Mais cela ne lui en disait pas plus sur l’homme en question… André espéra trouver une réponse dans la dernière partie de l’article. Celui-ci indiquait que l’on retrouvait des traces de glyphosate jusque dans le pain… que les urines d’une majorité de la population testée en contenait également, preuve que le produit arrivait dans le sang de l’homme. Des études, financées par l’industrie, suggérait certes que le glyphosate était presque entièrement éliminé du corps humain en l’espace d’une semaine. Mais que cela valait-il quand les individus était continuellement exposés au glyphosate au travers de l’alimentation ?
D’autant plus que le produit venait d’être classé comme cancérigène par les institutions spécialisées dans le cancer, évoquant les dégâts prouvés sur l’ADN, les cellules humaines et les chromosomes.
L’article était sans appel : « Cet herbicide est sans doute le plus symptomatique des dérives de l’industrie agro-alimentaire et de la prétendue bienfaisance des cultures transgéniques. »
Toutefois, c’est dans un petit encadré en bas de page qu’André trouva enfin une partie de la réponse qu’il cherchait : « Le représentant japonais de la firme, Takashi Uno, sera présent à Paris aujourd’hui pour un procès sans précédent d’un agriculteur contre Monsenti pour intoxication par exposition aux produits contenant du Glyphosate.  La multinationale, accusée « de polluer l’eau, les sols ou l’air, d’accélérer l’extinction de la biodiversité et la progression de ce que l’Organisation mondiale de la santé appelle l’« épidémie de maladies chroniques évitables » (cancers, maladies d’Alzheimer ou de Parkinson…) ou encore de menacer la souveraineté alimentaire des peuples, par le jeu des brevets sur les semences et de la privatisation du vivant, devra faire face à un dossier qui pourrait être lourd de conséquence dans un combat digne du pot de fer contre le pot de terre ».
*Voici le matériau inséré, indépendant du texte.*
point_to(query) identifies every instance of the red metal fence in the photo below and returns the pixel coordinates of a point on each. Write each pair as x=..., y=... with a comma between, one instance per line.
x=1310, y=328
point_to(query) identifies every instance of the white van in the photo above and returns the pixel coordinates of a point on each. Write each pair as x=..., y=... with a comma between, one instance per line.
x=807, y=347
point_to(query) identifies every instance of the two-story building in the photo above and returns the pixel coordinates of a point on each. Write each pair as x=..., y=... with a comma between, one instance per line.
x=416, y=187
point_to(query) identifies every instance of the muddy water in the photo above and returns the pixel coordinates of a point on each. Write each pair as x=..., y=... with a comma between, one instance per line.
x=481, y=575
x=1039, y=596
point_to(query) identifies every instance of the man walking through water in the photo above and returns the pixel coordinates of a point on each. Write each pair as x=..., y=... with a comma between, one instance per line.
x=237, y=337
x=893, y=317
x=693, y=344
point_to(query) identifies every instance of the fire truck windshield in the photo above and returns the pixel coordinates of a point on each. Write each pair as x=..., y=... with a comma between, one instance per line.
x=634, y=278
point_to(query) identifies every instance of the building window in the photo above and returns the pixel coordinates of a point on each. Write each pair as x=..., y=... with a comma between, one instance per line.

Se pouvait-il que l’homme qu’André cherchait à identifier soit lié à ce Takashi Uno ? Peut-être même que c’était lui ! Tremblant, il se jeta sur son ordinateur pour faire des recherches. Il semblait que Takashi Uno avait un nombre incalculable d’homonymes. « Certainement le monsieur Dupont japonais » en avait conclu André. Après avoir disséqué des centaines de profils facebook, il ne trouva rien de probant, ni de photos ressemblant à l’homme qu’il avait tenu dans ses bras. Bien décidé à en découdre, il fouina plus encore pour avoir des informations sur le procès et surtout sur l’endroit où il devait avoir lieu. Il pourrait peut-être en savoir plus en se rendant là-bas. Mais qu’allait-il découvrir au tribunal ? Aurait-il accès à qui que ce soit ? Quoiqu’il en soit, il ne pouvait resté assis là sans rien faire. D’autant qu’il était désormais persuadé que le jeu en valait la chandelle.